Abstract
Purpose::
The transparent properties of the human lens are dependent upon short-range interactions of crystallins, which may involve noncovalent associations of alpha crystallins with gamma crystallins. Since a mutation of alphaA crystallin (R116C) causes cataract in humans, it is possible that the mutant protein may have altered interactions with gamma crystallins.
Methods::
The wild type forms of human gammaS crystallin and alphaA crystallin, and the R116C mutant form of human alphaA crystallin, were expressed in E. coli, and then purified. Microequilibrium dialysis, followed by reverse phase chromatography, was used to determine possible noncovalent interactions of the alphaA crystallins with gammaS crystallin. Gel filtration chromatography under nondenaturing conditions, followed by reverse phase chromatography under denaturing conditions, was used to determine if the interactions of alphaA crystallins with gammaS crystallins were reversible.
Results::
Compared with wild type alphaA crystallin, microequilibrium dialysis showed that the R116C mutant of alphaA crystallin exhibited altered association with gammaS crystallin, under true equilibrium conditions.
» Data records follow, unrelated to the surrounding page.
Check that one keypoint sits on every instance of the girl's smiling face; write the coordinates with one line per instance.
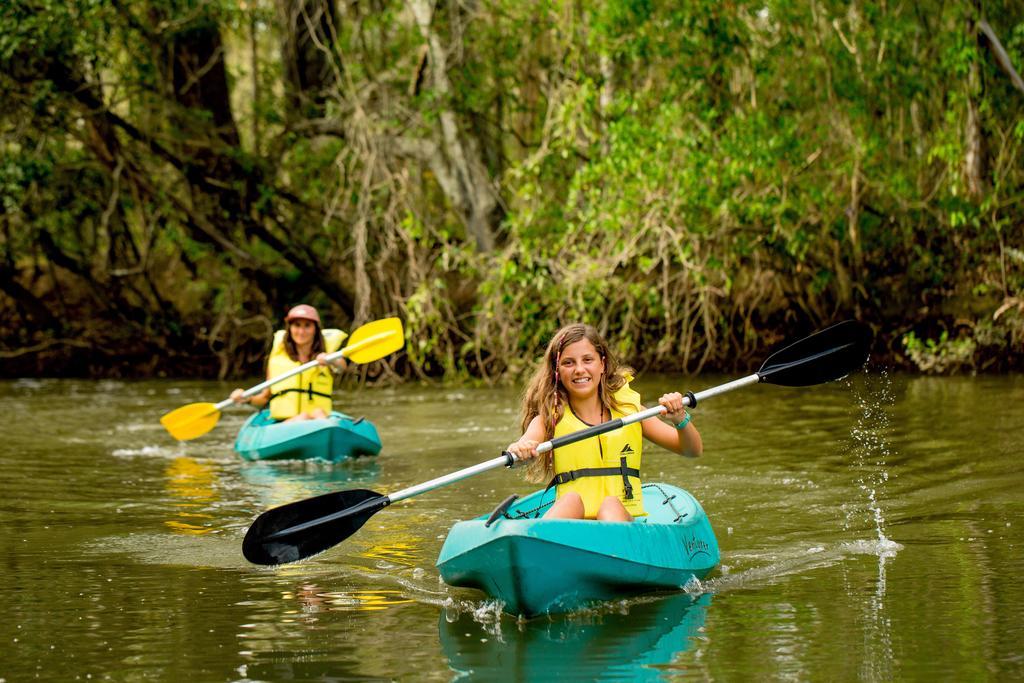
(302, 332)
(580, 369)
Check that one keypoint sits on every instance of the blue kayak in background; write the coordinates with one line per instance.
(334, 438)
(537, 566)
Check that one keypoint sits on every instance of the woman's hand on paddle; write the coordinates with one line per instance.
(524, 449)
(675, 411)
(339, 366)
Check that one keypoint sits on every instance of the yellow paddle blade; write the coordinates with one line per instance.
(190, 421)
(375, 340)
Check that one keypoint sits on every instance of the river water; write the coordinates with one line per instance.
(870, 529)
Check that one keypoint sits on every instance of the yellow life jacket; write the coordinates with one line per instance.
(304, 391)
(606, 465)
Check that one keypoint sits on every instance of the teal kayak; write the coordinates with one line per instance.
(333, 438)
(537, 566)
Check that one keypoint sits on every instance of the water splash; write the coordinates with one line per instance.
(871, 452)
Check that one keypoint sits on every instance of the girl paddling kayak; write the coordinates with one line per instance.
(580, 383)
(306, 396)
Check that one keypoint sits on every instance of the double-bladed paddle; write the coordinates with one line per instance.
(370, 342)
(300, 529)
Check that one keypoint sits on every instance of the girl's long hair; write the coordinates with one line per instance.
(293, 351)
(546, 396)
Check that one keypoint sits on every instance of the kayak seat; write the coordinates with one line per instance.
(501, 510)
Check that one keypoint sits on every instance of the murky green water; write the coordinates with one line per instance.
(870, 530)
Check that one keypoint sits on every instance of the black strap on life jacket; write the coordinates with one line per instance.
(626, 472)
(308, 391)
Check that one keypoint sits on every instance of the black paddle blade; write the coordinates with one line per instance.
(301, 529)
(825, 355)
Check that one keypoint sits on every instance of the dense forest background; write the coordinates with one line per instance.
(701, 180)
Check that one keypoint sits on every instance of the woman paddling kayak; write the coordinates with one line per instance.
(578, 384)
(306, 396)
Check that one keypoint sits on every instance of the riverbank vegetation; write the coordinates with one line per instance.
(701, 181)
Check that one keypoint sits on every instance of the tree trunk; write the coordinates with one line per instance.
(470, 188)
(310, 68)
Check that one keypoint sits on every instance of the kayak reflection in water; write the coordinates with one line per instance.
(306, 396)
(578, 384)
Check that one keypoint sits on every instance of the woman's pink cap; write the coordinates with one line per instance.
(302, 312)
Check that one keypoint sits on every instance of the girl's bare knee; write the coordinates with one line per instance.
(612, 510)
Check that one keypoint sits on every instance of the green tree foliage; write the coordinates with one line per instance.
(700, 180)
Purification of alphaA crystallin after equilibrium dialysis, followed by reverse phase chromatography, demonstrated that the alphaA-gammaS interactions were totally reversible.
Conclusions::
Mutation of arginine to cysteine at residue 116 of human alphaA crystallin results in alteration of the interaction of alphaA crystallin with gammaS crystallin. This could contribute to changes in short-range order that eventually result in human cataractogenesis.